家を出た僕はずっと一つの事を考えていた。
"眠い"
昼過ぎまで寝たというのにいやに眠い。
昼過ぎまで寝ておいて、何を言っているんだ、と朝から学校があった学生たちや、会社のあったサラリーマンたちは言うかもしれない。
しかし、眠いものは眠い。
出勤の時間が15時からなのに、まだ時刻は14時にもなっていない。
家からバイト先までは多く見積もったとしても30分もあれば着くだろう。
まだ眠れたなと家を出てから後悔していた。
そんなことを考えているうちに最寄りの駅に着き、僕は慣れた足取りで改札を抜け電車を待っていた。
僕の最寄りの駅には自販機の死角に隠れて2つだけ青いベンチがある。
なぜこんな場所にベンチを作ったのか甚だ疑問ではあるけれど、普段からここの電車を乗る人でも、なかなか知らないような気づかない位置にあり、僕はそこで電車を優雅に待つのだ。
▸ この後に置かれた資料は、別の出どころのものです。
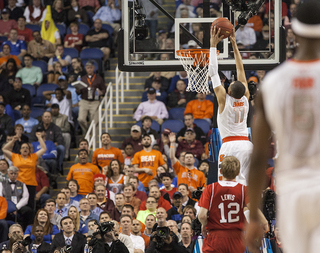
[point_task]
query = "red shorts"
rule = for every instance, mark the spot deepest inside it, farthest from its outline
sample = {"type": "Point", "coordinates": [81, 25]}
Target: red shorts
{"type": "Point", "coordinates": [224, 241]}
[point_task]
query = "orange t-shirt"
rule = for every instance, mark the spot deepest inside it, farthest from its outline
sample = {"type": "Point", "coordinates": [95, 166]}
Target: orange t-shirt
{"type": "Point", "coordinates": [151, 160]}
{"type": "Point", "coordinates": [27, 168]}
{"type": "Point", "coordinates": [103, 157]}
{"type": "Point", "coordinates": [84, 176]}
{"type": "Point", "coordinates": [194, 177]}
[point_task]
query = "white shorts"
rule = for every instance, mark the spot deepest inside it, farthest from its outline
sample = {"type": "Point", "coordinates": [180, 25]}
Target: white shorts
{"type": "Point", "coordinates": [241, 150]}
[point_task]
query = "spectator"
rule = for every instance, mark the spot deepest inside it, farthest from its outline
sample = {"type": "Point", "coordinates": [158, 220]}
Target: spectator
{"type": "Point", "coordinates": [190, 144]}
{"type": "Point", "coordinates": [42, 219]}
{"type": "Point", "coordinates": [55, 218]}
{"type": "Point", "coordinates": [99, 38]}
{"type": "Point", "coordinates": [151, 207]}
{"type": "Point", "coordinates": [147, 161]}
{"type": "Point", "coordinates": [74, 189]}
{"type": "Point", "coordinates": [30, 74]}
{"type": "Point", "coordinates": [9, 190]}
{"type": "Point", "coordinates": [8, 71]}
{"type": "Point", "coordinates": [75, 14]}
{"type": "Point", "coordinates": [180, 97]}
{"type": "Point", "coordinates": [18, 47]}
{"type": "Point", "coordinates": [24, 33]}
{"type": "Point", "coordinates": [35, 13]}
{"type": "Point", "coordinates": [54, 134]}
{"type": "Point", "coordinates": [26, 121]}
{"type": "Point", "coordinates": [6, 24]}
{"type": "Point", "coordinates": [83, 172]}
{"type": "Point", "coordinates": [75, 39]}
{"type": "Point", "coordinates": [200, 108]}
{"type": "Point", "coordinates": [39, 48]}
{"type": "Point", "coordinates": [153, 108]}
{"type": "Point", "coordinates": [104, 155]}
{"type": "Point", "coordinates": [134, 139]}
{"type": "Point", "coordinates": [68, 237]}
{"type": "Point", "coordinates": [42, 188]}
{"type": "Point", "coordinates": [15, 11]}
{"type": "Point", "coordinates": [90, 96]}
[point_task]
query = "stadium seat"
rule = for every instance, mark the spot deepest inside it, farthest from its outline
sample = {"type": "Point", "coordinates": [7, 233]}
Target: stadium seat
{"type": "Point", "coordinates": [174, 125]}
{"type": "Point", "coordinates": [203, 124]}
{"type": "Point", "coordinates": [30, 88]}
{"type": "Point", "coordinates": [41, 64]}
{"type": "Point", "coordinates": [33, 27]}
{"type": "Point", "coordinates": [71, 51]}
{"type": "Point", "coordinates": [154, 125]}
{"type": "Point", "coordinates": [176, 113]}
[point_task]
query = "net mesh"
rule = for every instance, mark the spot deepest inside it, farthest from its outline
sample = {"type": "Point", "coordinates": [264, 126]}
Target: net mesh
{"type": "Point", "coordinates": [195, 63]}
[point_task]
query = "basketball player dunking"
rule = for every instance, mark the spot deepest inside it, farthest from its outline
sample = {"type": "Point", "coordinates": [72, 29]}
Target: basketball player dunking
{"type": "Point", "coordinates": [289, 105]}
{"type": "Point", "coordinates": [233, 109]}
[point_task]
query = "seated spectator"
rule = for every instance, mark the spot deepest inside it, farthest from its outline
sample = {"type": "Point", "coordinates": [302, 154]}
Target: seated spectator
{"type": "Point", "coordinates": [134, 139]}
{"type": "Point", "coordinates": [75, 39]}
{"type": "Point", "coordinates": [200, 108]}
{"type": "Point", "coordinates": [8, 190]}
{"type": "Point", "coordinates": [39, 48]}
{"type": "Point", "coordinates": [153, 108]}
{"type": "Point", "coordinates": [75, 14]}
{"type": "Point", "coordinates": [160, 96]}
{"type": "Point", "coordinates": [90, 97]}
{"type": "Point", "coordinates": [157, 77]}
{"type": "Point", "coordinates": [26, 121]}
{"type": "Point", "coordinates": [99, 38]}
{"type": "Point", "coordinates": [59, 15]}
{"type": "Point", "coordinates": [53, 133]}
{"type": "Point", "coordinates": [24, 33]}
{"type": "Point", "coordinates": [30, 74]}
{"type": "Point", "coordinates": [180, 97]}
{"type": "Point", "coordinates": [35, 13]}
{"type": "Point", "coordinates": [14, 10]}
{"type": "Point", "coordinates": [151, 207]}
{"type": "Point", "coordinates": [6, 24]}
{"type": "Point", "coordinates": [42, 219]}
{"type": "Point", "coordinates": [18, 47]}
{"type": "Point", "coordinates": [83, 172]}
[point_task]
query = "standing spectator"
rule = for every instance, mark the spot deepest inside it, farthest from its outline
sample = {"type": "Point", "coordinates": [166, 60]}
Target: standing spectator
{"type": "Point", "coordinates": [18, 47]}
{"type": "Point", "coordinates": [53, 133]}
{"type": "Point", "coordinates": [26, 162]}
{"type": "Point", "coordinates": [99, 38]}
{"type": "Point", "coordinates": [39, 48]}
{"type": "Point", "coordinates": [24, 33]}
{"type": "Point", "coordinates": [15, 11]}
{"type": "Point", "coordinates": [200, 108]}
{"type": "Point", "coordinates": [30, 74]}
{"type": "Point", "coordinates": [17, 192]}
{"type": "Point", "coordinates": [104, 155]}
{"type": "Point", "coordinates": [153, 108]}
{"type": "Point", "coordinates": [26, 121]}
{"type": "Point", "coordinates": [83, 172]}
{"type": "Point", "coordinates": [35, 13]}
{"type": "Point", "coordinates": [75, 14]}
{"type": "Point", "coordinates": [75, 39]}
{"type": "Point", "coordinates": [89, 102]}
{"type": "Point", "coordinates": [6, 24]}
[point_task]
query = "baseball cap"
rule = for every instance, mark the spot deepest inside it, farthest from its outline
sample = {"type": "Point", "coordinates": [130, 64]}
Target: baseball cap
{"type": "Point", "coordinates": [151, 90]}
{"type": "Point", "coordinates": [136, 128]}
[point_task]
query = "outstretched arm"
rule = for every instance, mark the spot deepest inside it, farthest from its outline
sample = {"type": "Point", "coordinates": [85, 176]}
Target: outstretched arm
{"type": "Point", "coordinates": [240, 69]}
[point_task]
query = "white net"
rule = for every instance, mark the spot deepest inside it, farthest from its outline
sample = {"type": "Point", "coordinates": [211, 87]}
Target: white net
{"type": "Point", "coordinates": [197, 70]}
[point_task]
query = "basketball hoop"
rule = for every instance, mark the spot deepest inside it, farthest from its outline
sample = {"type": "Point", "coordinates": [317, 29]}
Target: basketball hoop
{"type": "Point", "coordinates": [195, 62]}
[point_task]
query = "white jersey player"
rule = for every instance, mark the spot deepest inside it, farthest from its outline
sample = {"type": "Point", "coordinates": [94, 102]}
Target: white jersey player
{"type": "Point", "coordinates": [233, 110]}
{"type": "Point", "coordinates": [289, 104]}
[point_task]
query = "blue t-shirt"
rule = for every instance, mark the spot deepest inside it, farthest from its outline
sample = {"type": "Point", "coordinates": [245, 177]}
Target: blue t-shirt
{"type": "Point", "coordinates": [47, 238]}
{"type": "Point", "coordinates": [16, 47]}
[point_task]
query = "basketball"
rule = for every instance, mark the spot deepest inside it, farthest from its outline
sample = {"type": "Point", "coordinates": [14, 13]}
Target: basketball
{"type": "Point", "coordinates": [225, 26]}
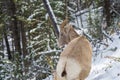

座ると、ポケットに手を入れいつものようにスマートフォンを触り時間をつぶしていた。
ふと、電光掲示板に目をやると、次にくる電車が各駅停車しかない。
僕の今いるこの駅は住宅街の真っ只中なのに、なぜか特急が停まるので、各駅停車の電車に乗ったことは一度もない。
いつもの僕であれば特急が来るまで待っていただろう。
しかし、今日はいかんせん風が強いことや、まだまだ時間に余裕があることもふまえて、次に来た電車に僕は乗り込んで行った。

やはりお昼過ぎの中途半端な時間ということもあり、電車の中はガラガラだった。
恐らくどこの車両も同じような感じなのだろう。
僕は端の席に腰掛け、背負っていたリュックを膝の上に置いた。
僕の座っている車両には僕の他に何をするでもなく座っているおばあさんと静かに小説を読んでいる女子高生がいた。
僕はここでもポケットからスマートフォンを取りだし、ゲーム画面を開いた。
僕がゲームに夢中になっているとあっという間に、1つ目の駅に着いた。
普段特急にしか乗らない僕はその駅の名前こそ知っていたが、あまり馴染みのない場所だった。
スマートフォンから窓の外に目をやる。そこには閑静な住宅街が並んでいた。
僕の住んでいる場所と、とてもよく似ていた。まぁ隣の駅なのだから当たり前と言えば当たり前なのだが。
バイトの時間まで時間があったからなのだろうか。
僕は半分無意識のうちに電車から降りていた。
いやきっと理由はそんなことではないのだろう。なにかこの場所に猛烈に惹きつけられる'何か'を感じたのだ。
僕は引きつけられるかのように改札を抜けその街に降り立っていた。
なんだろう。懐かしさのような切なさのような感情が心の中に渦巻く。これは、ノスタルジーという感情なのだろうか。きっとそうなのだと思う。
なぜこの馴染みもない街にそのような感情を覚えるのか疑問に感じながらも僕は足を進めた。